Gli industriali in sintonia con Nancy Pelosi

La National Association of Manifacturers (NAM) ha tenuto il 6 dicembre un “Summit nazionale sulla competitività” proponendo un programma molto simile a quello descritto da Nancy Pelosi nel discorso del 2 dicembre a Boston, da lei definito “un impegno alla competitività”. L’incontro, che si è tenuto al Dipartimento del Commercio, è stato ben accolto dalla capogruppo democratica, che ha auspicato una cooperazione bipartitica su queste inziative in un comunicato diffuso lo stesso giorno.
Nel discorso principale, il presidente del NAM John Engles ha proposto:
– un aumento del 10% degli investimenti statali per l’insegnamento delle materie scientifiche e tecniche.
– Raddoppio, entro il 2015, del numero dei diplomati nelle discipline scientiche e tecniche e aumento degli insegnanti per queste materie.
– Riforma dell’immigrazione per consentire a più stranieri di studiare e lavorare nei campi scientifici.
All’incontro hanno partecipato anche una cinquantina di amministratori delegati d’impresa, rettori universitari e scienziati, i quali, secondo quanto afferma un comunicato del NAM, “fanno pressione sugli esponenti del governo e i parlamentari affinché garantiscano maggiori stanziamenti alla ricerca e sviluppo”.
Alcuni partecipanti hanno rievocato il clima creato negli anni Sessanta dal programma spaziale Apollo, che favorì l’istruzione scientifica e che ispirò la loro carriera.

Su internet un’audizione dei democratici per la crisi dell’auto

La commissione istruzione e forza lavoro dei parlamentari democratici ha lanciato il 6 gennaio una e-hearing, una raccolta di testimonianze su internet, intitolata: “L’industria automobilistica americana è in crisi:  minaccia l’occupazione, i salari, la sanità e le pensioni dei ceti medi”.

I democratici sono stati costretti a ricorrere a questo espediente perché la maggioranza repubblicana ha deciso di non approvare delle regolari audizioni.
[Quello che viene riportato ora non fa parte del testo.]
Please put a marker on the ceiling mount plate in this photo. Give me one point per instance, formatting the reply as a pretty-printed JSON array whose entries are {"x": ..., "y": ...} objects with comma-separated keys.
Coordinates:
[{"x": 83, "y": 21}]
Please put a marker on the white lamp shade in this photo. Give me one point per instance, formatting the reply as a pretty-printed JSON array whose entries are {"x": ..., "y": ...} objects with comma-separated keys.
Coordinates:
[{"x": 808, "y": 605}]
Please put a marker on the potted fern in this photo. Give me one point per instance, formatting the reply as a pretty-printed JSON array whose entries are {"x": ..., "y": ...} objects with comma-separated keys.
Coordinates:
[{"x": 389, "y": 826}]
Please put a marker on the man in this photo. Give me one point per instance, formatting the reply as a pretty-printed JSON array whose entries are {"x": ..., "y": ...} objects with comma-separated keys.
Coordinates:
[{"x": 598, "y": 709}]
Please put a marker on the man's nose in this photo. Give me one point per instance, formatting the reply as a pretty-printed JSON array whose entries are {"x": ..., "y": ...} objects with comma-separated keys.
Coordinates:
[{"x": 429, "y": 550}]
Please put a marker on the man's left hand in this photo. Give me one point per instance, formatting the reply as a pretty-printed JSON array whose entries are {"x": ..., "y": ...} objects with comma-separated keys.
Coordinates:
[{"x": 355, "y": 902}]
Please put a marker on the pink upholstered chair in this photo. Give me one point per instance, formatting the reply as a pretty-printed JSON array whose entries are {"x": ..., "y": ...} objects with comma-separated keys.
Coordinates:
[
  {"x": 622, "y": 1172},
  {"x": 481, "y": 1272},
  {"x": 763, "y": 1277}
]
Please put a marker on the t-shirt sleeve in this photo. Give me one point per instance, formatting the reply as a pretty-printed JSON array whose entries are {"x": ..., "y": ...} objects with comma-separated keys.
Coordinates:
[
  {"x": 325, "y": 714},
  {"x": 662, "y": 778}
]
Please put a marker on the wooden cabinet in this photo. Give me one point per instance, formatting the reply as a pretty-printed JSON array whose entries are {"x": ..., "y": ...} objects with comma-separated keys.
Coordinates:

George Miller, affermato parlamentare democratico della California, aveva già fatto ricorso a questo espediente la scorsa primavera, in occasione dello scontro per la privatizzazione delle pensioni, e aveva raccolto un’attenta partecipazione in ogni parte del paese.

I parlamentari della Commissione hanno sollecitato dipendenti e pensionati della General Motors e della Delphi a inoltrare per e-mail la loro testimonianza, tra il 6 ed il 15 dicembre.

L’on. Miller ha introdotto l’iniziativa asserendo che la crisi “ha urgente bisogno dell’attenzione del Congresso”. “La crescita dell’industria dell’auto ha reso possibile la moderna economia americana. Il duro lavoro e l’impegno della forza lavoro del settore auto sono l’esempio della produttività e dell’occupazione americane. Per decenni i lavoratori dell’auto hanno dimostrato come fosse possibile per le classi lavoratrici ottenere uno standard di vita decente ed una partecipazione nel sogno americano. Si sono battuti con successo per ottenere salari adeguati al mantemento di una famiglia, un’assicurazione sanitaria a prezzi contenuti sia per i lavoratori attivi che i pensionati, ed una pensione bastante a garantire la sicurezza per la tarda età. Si tratta di aspetti essenziali dell’occupazione a cui da tempo fanno riferimento altri lavoratori ed altre imprese”. Se GM e Delphi decurtano i salari, i benefici e i posti di lavoro, “gli effetti si faranno sentire in tutte le comunità. Ed un colpo del genere alla forza lavoro dell’auto – un bastione dei ceti medi – minaccia lo standard occupazionale di tutti gli americani … Troppo a lungo questo Congresso si è rifiutato di ascoltare la voce di chi lavora … ci riproponiamo di dare voce ai lavoratori ed alle loro comunità in questo Congresso”.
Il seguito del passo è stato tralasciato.